Quando se trata de seguro automóvel, um dos requisitos obrigatórios para dirigir um veículo na Argentina. Persistem muitas crenças que foram estabelecidas como verdades ao longo do tempo, embora muitas não o sejam.
“Muitos motoristas só têm seguro porque é obrigatório, mas Eles nem sempre sabem em detalhes o que a apólice cobre e o que não cobre. Por isso, entender as coberturas e os prazos é importante para evitar confusões em caso de sinistro”, afirma Mariel Chappa, da Área de Riscos Patrimoniais da La Segunda Seguros.
Nessa linha, Chappa acrescentou:Existem muitos mitos no seguro automóvel que podem prejudicar o segurado. Crenças como a de que a traseira sempre compensa ou de que não há necessidade de relatar danos menores podem causar problemas mais tarde”.
Um dos equívocos mais comuns é que se um relatório não for feito dentro de 72 horas, a cobertura será automaticamente perdida. No entanto, isso Não é assim. Embora seja recomendado que você relate o mais rápido possível, não fazê-lo dentro desse prazo não significa necessariamente perda de cobertura, pois cada caso é avaliado pela seguradora.
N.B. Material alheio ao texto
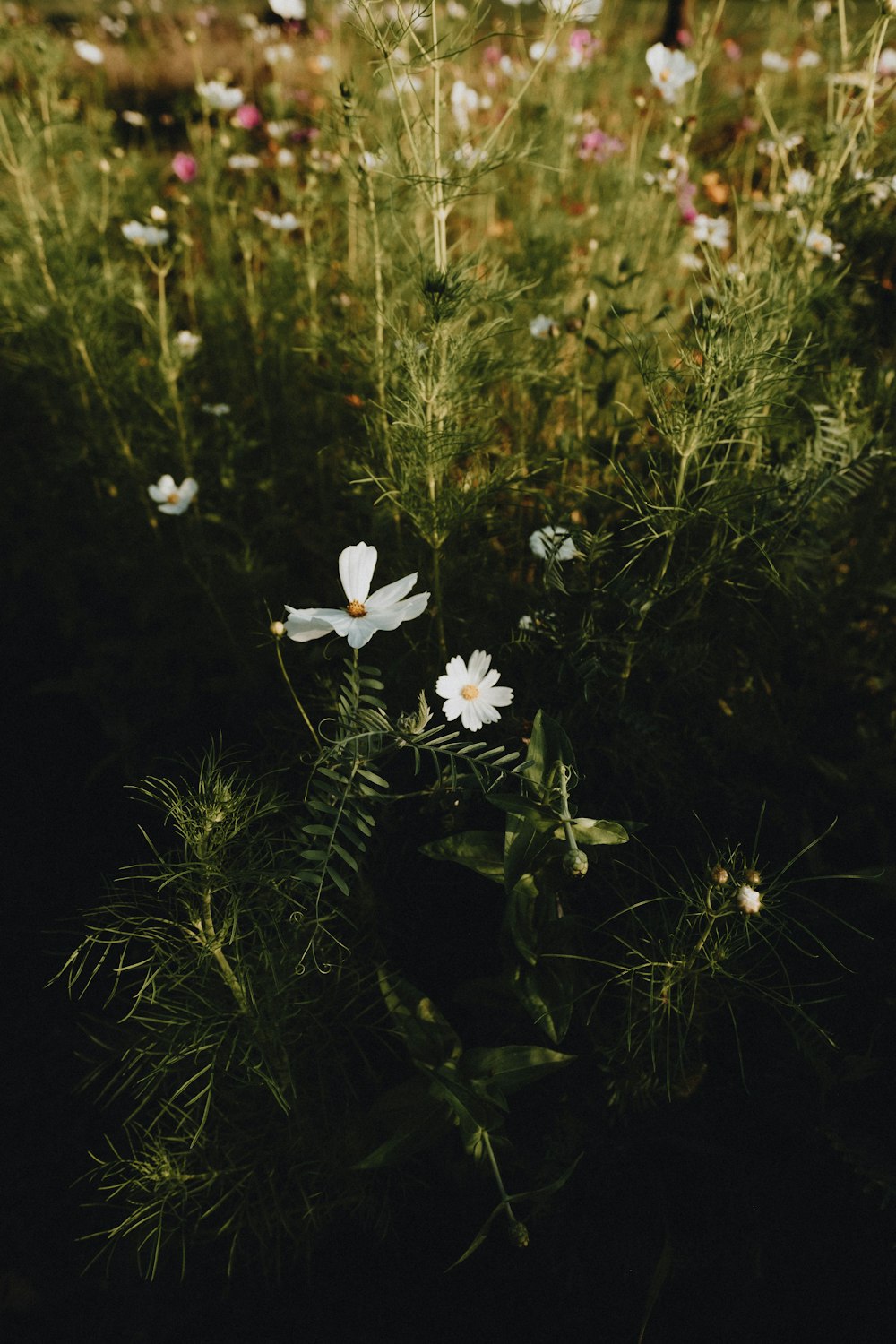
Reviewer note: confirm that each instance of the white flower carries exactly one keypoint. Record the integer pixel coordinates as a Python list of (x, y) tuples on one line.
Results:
[(821, 244), (89, 53), (282, 223), (169, 497), (187, 343), (669, 70), (541, 327), (469, 691), (748, 900), (366, 613), (144, 236), (774, 62), (801, 182), (220, 97), (715, 233), (552, 543)]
Algo semelhante acontece em acidentes em rotatórias porque Pensa-se que quem se acidenta ali é sempre culpado, mas na realidade a responsabilidade depende da dinâmica do acidente. Regra geral, tem prioridade quem já se desloca na rotunda, embora cada situação seja analisada separadamente.
no caso dos serviços de estacionamento com manobristaa responsabilidade, em princípio, recai sobre a instituição. Isso porque quando você deixa o carro sob sua guarda, o local costuma contar com um seguro especial para cobrir eventuais danos.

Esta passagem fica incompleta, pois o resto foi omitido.